Tuesday, August 14, 2012

In Cold Blood

I just finished my fifth book of the summer. (Three more to go to attain that ever-dorky goal of having read eight books this summer.) I decided that, after a raunchy trilogy and new young adult book, it was time for a classic with a little more depth.

I liked how Capote beautifully presented the scene, the case, and the murder. I can easily see how film-makers adapted this into a film. (And apparently I have seen this movie, although I can't recall much about it, other than Phillip Seymour Hoffman played Truman Capote.) I ended up enjoying the introduction and Clutter family so much that I didn't want their murder to come.

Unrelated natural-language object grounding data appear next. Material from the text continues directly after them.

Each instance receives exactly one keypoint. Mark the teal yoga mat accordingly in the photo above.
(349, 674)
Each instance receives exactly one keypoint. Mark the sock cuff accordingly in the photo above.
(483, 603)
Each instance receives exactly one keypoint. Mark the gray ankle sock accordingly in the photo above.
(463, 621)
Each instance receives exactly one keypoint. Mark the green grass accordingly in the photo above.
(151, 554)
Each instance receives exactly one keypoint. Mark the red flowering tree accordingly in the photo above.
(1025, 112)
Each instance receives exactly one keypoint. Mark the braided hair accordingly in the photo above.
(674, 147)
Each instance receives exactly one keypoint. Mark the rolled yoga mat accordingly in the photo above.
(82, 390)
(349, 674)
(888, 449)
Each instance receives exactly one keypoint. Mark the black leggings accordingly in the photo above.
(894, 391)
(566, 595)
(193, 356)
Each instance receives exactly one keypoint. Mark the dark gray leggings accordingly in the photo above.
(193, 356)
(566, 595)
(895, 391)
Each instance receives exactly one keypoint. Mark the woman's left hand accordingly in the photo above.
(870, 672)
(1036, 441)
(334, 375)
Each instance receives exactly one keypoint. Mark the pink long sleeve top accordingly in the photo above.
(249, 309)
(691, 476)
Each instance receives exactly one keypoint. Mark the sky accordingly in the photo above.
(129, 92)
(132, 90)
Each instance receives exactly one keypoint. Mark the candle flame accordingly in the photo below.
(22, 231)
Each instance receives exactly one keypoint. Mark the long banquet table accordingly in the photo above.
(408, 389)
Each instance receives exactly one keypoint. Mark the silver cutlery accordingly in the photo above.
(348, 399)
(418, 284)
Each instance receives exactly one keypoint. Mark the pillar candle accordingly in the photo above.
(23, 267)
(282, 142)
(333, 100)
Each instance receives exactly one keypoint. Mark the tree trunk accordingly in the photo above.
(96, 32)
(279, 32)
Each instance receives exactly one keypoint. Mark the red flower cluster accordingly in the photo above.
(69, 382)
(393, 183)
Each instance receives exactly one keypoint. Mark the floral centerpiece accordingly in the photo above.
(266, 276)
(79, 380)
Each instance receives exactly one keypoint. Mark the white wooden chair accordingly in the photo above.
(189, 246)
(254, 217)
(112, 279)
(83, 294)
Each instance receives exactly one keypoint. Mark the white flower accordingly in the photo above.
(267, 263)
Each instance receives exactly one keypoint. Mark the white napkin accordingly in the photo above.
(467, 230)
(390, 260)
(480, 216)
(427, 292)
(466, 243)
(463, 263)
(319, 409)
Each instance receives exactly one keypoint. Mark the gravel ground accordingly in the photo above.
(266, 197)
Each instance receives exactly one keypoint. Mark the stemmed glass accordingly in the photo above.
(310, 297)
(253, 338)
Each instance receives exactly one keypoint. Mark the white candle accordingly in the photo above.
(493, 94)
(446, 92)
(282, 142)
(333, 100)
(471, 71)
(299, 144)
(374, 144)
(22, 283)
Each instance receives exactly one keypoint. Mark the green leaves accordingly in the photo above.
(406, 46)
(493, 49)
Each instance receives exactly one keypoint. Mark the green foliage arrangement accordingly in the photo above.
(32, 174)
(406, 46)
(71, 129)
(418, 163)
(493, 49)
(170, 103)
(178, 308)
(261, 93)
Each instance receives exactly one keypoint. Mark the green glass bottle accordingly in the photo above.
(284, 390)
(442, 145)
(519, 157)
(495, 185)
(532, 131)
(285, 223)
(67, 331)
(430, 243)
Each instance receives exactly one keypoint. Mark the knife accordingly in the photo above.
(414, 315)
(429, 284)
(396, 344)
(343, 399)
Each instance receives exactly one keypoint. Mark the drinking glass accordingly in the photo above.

Capote also nicely presents the criminal perspective, although the detail is a little too specific and in-depth for me. I think that their ensuing voyage post-murder is important, but a lot of other side-facts and back-stories are not. I even sympathize here that Capote is trying to really develop the personality of the murderers -- it's necessary to go deep into detail.  But some of the factoids and anecdotes still seemed superfluous and expendable.

Not that Death Row.
One other gripe. The ending. In the same fashion as Capote went into detail about the murderers' lives, as went ensuing descriptions of other death row inmates. (That's deaTH row, not DeaF Row, for clarity's sake.) Capote described of the crimes and rationales of other inmates for about 30 pages too long before finally wrapping up the horrifying story.

Read it if you have a little bit of time on your hands -- it's a dense read. Only 320-ish pages, but extremely detail-laden and dialogue is used more sparingly than paraphrasing with a dialect. Good for vacations, reading by the pool, extremely hot summers.